Patients receiving complement inhibitors are at increased risk of infection by N. meningitidis. All participants in ARTEMIS must be vaccinated against N. meningitidis within the 3 years prior to enrollment or during the screening period; hospitalized participants may be vaccinated after study intervention administration but prior to hospital discharge. Vaccines against serotypes A, C, Y, and W135 (and serotype B where available if recommended by local guidelines) are recommended in preventing commonly pathogenic meningococcal serotypes. Participants must receive vaccination series as indicated according to current national vaccination guidelines. If ravulizumab dosing occurs less than 2 weeks after initial vaccination, participants will receive appropriate prophylactic antibiotics for at least 2 weeks after vaccination. All participants will also be monitored for early signs of meningococcal infection and treated if required.
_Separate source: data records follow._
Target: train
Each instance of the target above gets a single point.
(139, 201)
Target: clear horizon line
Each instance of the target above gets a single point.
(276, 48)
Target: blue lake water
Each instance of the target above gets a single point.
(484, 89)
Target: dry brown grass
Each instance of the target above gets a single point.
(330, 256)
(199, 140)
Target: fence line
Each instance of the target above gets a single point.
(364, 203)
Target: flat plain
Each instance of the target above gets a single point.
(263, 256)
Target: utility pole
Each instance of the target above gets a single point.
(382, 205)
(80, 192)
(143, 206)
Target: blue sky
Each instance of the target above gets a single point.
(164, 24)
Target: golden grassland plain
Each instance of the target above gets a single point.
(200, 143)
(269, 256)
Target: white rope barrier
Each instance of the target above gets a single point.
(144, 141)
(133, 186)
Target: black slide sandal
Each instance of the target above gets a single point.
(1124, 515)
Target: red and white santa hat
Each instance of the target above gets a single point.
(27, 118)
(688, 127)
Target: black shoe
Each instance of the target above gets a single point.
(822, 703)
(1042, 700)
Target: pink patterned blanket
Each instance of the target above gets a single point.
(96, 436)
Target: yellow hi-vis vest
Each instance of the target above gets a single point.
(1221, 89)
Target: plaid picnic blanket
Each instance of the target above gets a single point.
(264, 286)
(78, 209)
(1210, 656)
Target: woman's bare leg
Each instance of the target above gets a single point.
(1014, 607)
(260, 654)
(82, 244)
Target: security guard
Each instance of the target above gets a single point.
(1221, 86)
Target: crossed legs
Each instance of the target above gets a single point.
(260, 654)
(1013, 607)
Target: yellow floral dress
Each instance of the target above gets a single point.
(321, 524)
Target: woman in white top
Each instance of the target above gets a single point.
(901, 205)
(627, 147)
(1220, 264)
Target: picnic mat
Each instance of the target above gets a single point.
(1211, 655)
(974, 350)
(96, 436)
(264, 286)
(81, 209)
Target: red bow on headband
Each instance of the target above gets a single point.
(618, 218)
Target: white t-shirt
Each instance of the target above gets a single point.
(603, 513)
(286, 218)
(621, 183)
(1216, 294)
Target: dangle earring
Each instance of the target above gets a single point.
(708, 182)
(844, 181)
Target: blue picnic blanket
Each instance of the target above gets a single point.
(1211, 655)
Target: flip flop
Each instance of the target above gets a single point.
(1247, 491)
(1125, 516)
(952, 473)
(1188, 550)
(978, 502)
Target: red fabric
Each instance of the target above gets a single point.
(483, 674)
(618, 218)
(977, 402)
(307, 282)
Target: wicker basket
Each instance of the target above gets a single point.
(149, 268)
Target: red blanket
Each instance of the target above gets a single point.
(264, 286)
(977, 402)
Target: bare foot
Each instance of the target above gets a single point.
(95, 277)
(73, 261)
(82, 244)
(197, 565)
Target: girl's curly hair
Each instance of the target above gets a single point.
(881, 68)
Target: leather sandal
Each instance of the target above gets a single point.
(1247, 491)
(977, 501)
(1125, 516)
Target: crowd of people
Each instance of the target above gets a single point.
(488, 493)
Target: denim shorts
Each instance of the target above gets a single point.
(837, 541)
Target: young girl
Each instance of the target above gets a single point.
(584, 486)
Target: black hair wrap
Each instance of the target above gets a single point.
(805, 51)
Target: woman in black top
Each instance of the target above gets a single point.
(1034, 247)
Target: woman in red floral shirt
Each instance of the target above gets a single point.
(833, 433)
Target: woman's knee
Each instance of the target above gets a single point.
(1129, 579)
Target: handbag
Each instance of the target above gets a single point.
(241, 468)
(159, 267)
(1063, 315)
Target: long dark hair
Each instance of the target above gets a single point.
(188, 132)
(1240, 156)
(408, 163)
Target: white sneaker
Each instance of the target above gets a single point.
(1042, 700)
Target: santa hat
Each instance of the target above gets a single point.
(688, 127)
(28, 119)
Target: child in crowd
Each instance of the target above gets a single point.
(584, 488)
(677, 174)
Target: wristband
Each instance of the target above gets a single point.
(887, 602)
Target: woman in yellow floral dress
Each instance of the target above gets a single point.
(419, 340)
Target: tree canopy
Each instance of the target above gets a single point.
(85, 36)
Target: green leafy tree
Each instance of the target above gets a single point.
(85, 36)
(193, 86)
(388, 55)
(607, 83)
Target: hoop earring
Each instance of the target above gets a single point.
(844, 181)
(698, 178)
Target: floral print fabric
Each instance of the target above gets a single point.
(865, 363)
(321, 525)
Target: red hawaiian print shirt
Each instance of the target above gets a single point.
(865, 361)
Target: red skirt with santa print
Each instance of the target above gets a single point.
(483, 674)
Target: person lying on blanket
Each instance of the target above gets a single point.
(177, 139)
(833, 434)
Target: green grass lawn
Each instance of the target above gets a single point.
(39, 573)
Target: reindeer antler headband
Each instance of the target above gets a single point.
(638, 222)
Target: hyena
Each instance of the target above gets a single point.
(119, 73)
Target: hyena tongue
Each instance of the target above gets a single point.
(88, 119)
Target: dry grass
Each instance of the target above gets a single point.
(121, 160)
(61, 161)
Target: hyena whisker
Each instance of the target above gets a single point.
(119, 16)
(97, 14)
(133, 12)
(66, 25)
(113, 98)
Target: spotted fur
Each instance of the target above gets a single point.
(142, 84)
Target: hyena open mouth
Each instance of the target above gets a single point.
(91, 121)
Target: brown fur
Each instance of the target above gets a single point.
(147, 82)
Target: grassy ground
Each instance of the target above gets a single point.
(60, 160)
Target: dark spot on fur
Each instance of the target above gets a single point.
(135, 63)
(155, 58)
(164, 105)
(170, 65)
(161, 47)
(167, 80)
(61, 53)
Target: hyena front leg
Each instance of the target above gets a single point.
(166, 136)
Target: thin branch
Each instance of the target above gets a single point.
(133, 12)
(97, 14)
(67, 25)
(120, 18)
Furthermore, prior to study intervention administration, a safety card will be provided to participants to increase participant awareness of the risk of meningococcal infection, promote quick recognition of the signs/symptoms of infection, and inform participants on what actions must be taken if they are experiencing these.

Intravenous and infusion-related reactions are a potential risk with the use of monoclonal antibodies; these reactions can be nonimmune or immune mediated (e.g., hypersensitivity reactions). All administration, intravenous, and infusion-related reactions will be reported to the Investigator and qualified designee. The Investigator and qualified designee are responsible for detecting, documenting, and recording events that meet the definition of AE or SAE and remain responsible for following up on events that are serious, considered related to the study intervention, or study procedures; or that caused the participant to discontinue ravulizumab.
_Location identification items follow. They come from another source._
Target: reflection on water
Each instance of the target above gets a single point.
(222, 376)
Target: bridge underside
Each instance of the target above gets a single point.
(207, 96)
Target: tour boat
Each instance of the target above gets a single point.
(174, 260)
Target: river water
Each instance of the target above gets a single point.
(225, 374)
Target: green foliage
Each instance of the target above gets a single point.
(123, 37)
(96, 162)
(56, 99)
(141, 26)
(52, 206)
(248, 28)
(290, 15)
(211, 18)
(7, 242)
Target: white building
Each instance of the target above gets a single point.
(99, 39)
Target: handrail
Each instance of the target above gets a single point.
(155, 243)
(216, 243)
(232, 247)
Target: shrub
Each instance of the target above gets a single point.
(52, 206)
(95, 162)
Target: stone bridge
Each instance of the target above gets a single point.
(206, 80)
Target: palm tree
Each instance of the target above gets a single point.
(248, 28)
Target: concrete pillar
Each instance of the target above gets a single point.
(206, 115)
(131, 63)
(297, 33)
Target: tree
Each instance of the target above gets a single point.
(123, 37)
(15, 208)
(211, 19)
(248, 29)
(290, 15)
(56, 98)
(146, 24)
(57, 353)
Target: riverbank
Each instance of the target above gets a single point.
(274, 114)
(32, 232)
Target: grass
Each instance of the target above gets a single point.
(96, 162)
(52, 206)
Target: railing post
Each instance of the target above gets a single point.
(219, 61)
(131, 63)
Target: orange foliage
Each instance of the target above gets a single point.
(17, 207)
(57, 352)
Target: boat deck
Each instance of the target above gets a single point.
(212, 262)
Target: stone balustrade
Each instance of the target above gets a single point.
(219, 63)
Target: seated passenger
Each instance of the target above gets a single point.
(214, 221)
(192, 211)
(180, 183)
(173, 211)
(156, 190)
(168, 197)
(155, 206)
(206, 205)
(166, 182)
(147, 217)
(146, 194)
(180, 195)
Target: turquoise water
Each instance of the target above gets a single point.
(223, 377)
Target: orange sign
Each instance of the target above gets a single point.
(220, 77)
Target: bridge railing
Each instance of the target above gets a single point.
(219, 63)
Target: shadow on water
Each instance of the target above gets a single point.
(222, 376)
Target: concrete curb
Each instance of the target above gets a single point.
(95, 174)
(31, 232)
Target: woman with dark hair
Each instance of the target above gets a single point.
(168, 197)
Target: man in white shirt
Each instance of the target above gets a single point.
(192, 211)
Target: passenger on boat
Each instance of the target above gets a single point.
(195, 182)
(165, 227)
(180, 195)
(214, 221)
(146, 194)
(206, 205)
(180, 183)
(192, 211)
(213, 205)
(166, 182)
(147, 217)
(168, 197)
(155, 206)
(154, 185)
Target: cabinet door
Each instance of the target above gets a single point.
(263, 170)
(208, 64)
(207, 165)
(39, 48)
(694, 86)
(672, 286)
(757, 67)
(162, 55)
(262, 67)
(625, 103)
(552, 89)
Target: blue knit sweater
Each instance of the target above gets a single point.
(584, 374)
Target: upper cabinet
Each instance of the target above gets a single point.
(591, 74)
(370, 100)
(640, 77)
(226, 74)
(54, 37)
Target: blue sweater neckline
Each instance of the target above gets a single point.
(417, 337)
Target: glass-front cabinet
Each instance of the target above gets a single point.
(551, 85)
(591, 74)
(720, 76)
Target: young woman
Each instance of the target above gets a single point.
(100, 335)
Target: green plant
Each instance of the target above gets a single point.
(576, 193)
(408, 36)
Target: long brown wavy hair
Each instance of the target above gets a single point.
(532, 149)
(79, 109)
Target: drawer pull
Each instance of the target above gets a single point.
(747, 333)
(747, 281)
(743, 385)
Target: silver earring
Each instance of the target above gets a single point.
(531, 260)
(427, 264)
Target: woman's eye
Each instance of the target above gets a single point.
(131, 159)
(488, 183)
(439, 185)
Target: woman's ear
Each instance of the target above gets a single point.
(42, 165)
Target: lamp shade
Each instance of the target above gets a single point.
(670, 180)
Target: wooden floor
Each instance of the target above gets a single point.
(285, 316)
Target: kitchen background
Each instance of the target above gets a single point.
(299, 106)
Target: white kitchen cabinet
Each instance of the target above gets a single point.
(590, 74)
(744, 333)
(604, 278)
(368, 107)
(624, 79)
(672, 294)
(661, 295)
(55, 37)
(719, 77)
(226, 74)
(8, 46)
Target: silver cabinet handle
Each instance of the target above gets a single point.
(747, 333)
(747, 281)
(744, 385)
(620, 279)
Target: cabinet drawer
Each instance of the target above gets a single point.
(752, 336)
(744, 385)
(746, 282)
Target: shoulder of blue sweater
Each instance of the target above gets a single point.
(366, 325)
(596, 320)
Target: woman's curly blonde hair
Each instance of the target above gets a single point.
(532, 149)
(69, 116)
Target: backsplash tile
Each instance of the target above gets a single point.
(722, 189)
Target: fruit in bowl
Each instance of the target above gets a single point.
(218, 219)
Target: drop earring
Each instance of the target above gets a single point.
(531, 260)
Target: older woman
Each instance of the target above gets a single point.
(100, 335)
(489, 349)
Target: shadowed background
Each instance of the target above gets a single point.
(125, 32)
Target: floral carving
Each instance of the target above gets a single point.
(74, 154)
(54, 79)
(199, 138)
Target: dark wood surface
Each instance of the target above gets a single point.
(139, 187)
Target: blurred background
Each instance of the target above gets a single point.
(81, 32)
The primary analysis will occur when all enrolled participants have completed the primary evaluation period. An independent DMC, comprising experts in relevant fields with no direct relationship to the study, has been appointed by Alexion to assess safety and efficacy measures. The DMC will review unblinded study information provided by an independent data analysis center during the conduct of the study for periodic safety review (at least quarterly) and two planned interim analyses. The two interim analyses are planned after approximately 30% and 50% of the randomized participants have completed the primary evaluation period (i.e., day 90 post CPB Visit). At each interim analysis, the DMC will make formal recommendations based on the pre-specified criterion contained in the DMC statistical analysis plan. The purpose of the first interim analysis is to assess early futility, while the second interim analysis will include futility, early efficacy, and sample size re-estimation assessments. Any amendments to the protocol will be submitted for IRB/IEC and health authority approval before the implementation of changes made to the study design, except for changes necessary to eliminate an immediate hazard to study participants. All amendments to date will be reported in the amended protocol document, which will be provided to all study sites/investigators as well as updated on all relevant clinical trial registries. Following any protocol amendments, specific training will be conducted with sites to ensure compliance. When a protocol deviation is identified—for example, during the active monitoring of sites conducted by Alexion and its appointees—a thorough deviation standard operating procedure (SOP) is in place to investigate, classify, report, and mitigate the identified issue(s).